President Barack Obama has been accused throughout his presidency, by his own supporters, of trying too hard to accommodate the demands of Republicans in Congress. While speaking at a fundraising event on Thursday, Obama delivered what may be his most blunt and direct attack not only on Republican congressional intransigence, but also on the media which reports on what Obama called the “false equivalence” that says “Congress is just broken.”

In the stunningly blunt statements, Obama slammed what he called “a group of folks in the Republican party” who are so “ideologically rigid” that they “refuse to budge” when it comes to compromising on what the president described as mostly middle-of-the-road proposals set forth by Democrats over the past five years.

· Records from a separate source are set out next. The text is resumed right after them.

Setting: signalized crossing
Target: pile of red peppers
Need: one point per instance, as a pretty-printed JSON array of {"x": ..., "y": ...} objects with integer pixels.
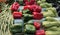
[{"x": 34, "y": 9}]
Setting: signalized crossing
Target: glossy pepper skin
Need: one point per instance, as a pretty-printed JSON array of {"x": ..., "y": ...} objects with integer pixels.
[
  {"x": 37, "y": 25},
  {"x": 15, "y": 6},
  {"x": 29, "y": 2},
  {"x": 17, "y": 15},
  {"x": 37, "y": 15},
  {"x": 35, "y": 8},
  {"x": 30, "y": 29},
  {"x": 40, "y": 32},
  {"x": 26, "y": 7}
]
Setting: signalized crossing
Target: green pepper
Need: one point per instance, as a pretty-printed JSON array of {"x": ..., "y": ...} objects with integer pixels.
[
  {"x": 16, "y": 29},
  {"x": 27, "y": 17},
  {"x": 30, "y": 29}
]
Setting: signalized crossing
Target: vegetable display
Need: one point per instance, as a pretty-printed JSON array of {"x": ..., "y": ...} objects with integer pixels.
[{"x": 29, "y": 17}]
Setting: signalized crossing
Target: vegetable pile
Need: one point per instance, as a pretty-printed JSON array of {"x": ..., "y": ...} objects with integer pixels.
[{"x": 29, "y": 17}]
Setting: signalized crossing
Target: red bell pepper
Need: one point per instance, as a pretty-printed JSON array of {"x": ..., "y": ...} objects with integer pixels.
[
  {"x": 17, "y": 15},
  {"x": 26, "y": 7},
  {"x": 35, "y": 8},
  {"x": 40, "y": 32},
  {"x": 37, "y": 25},
  {"x": 29, "y": 2},
  {"x": 15, "y": 6},
  {"x": 37, "y": 15}
]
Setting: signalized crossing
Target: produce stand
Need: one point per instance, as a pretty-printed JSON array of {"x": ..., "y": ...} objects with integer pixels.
[{"x": 29, "y": 17}]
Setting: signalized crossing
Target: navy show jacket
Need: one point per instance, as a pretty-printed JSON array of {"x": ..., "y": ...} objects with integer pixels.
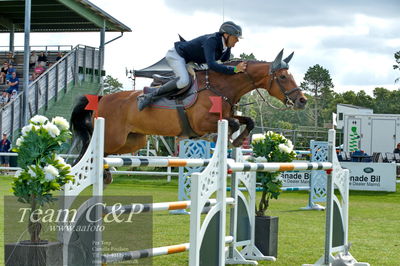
[{"x": 206, "y": 49}]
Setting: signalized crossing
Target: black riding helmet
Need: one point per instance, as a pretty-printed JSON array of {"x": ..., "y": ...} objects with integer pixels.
[{"x": 231, "y": 28}]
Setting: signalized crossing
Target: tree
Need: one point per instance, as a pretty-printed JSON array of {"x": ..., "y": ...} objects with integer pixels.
[
  {"x": 397, "y": 66},
  {"x": 318, "y": 81},
  {"x": 111, "y": 85}
]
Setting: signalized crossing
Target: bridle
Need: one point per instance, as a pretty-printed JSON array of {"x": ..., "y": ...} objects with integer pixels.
[{"x": 288, "y": 101}]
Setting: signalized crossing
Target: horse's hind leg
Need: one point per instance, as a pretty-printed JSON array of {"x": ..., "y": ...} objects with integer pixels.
[{"x": 249, "y": 126}]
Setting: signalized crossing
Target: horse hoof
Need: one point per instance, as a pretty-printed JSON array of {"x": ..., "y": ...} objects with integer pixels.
[{"x": 237, "y": 142}]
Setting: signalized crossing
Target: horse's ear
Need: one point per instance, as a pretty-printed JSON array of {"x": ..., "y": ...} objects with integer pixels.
[
  {"x": 181, "y": 39},
  {"x": 287, "y": 59},
  {"x": 277, "y": 62}
]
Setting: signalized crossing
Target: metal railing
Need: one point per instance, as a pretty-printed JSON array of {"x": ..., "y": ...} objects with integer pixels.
[
  {"x": 50, "y": 84},
  {"x": 5, "y": 49}
]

“You’ll hear if you watch the nightly news or you read the newspapers that, well, there’s gridlock, Congress is broken, approval ratings for Congress are terrible. And there’s a tendency to say, a plague on both your houses,” Obama said, according to a White House transcript of the Thursday address.

“The truth of the matter is that the problem in Congress is very specific. We have a group of folks in the Republican Party who have taken over who are so ideologically rigid, who are so committed to an economic theory that says if folks at the top do very well then everybody else is somehow going to do well; who deny the science of climate change; who don’t think making investments in early childhood education makes sense; who have repeatedly blocked raising a minimum wage so if you work full-time in this country you’re not living in poverty; who scoff at the notion that we might have a problem with women not getting paid for doing the same work that men are doing.”

Obama went on to say that “the truth” is that Democrats by contrast have not been “overly ideological.” In fact, Democratic ideas, he said, have not been “radical proposals coming out from the left,” but mainstream policy proposals.

Citing examples, Obama said that Democratic tax proposals have not called for “rates in the 70 percent or 90 percent when it comes to income like existed here 50, 60 years ago,” but simply asked “those of us who have been incredibly blessed by this country” to give back.

Obama also pointed to health care, noting that the so-called “Obamacare” law is “not some wild, crazy system,” but instead was designed simply to “make sure everybody has insurance,” while maintaining the private insurance structure that currently exists.

“This made the other side go nuts,” Obama said. “The simple idea that in the wealthiest nation on Earth, nobody should go bankrupt because somebody in their family gets sick, working within a private system.”

But the Obama remarks were not reserved solely for Republicans. He also slammed media coverage of the problems in Congress, deriding the “false equivalence” in the media that portrays both Democrats and Republicans as equally at fault for “gridlock.”

“It’s not true,” Obama concluded. “What’s broken right now is a Republican Party that repeatedly says no to proven, time-tested strategies to grow the economy, create more jobs, ensure fairness, open up opportunity to all people.”

While Obama made his remarks on Thursday, they did not circulate widely until the weekend, meaning that Republicans have yet to weigh in with their rebuttal.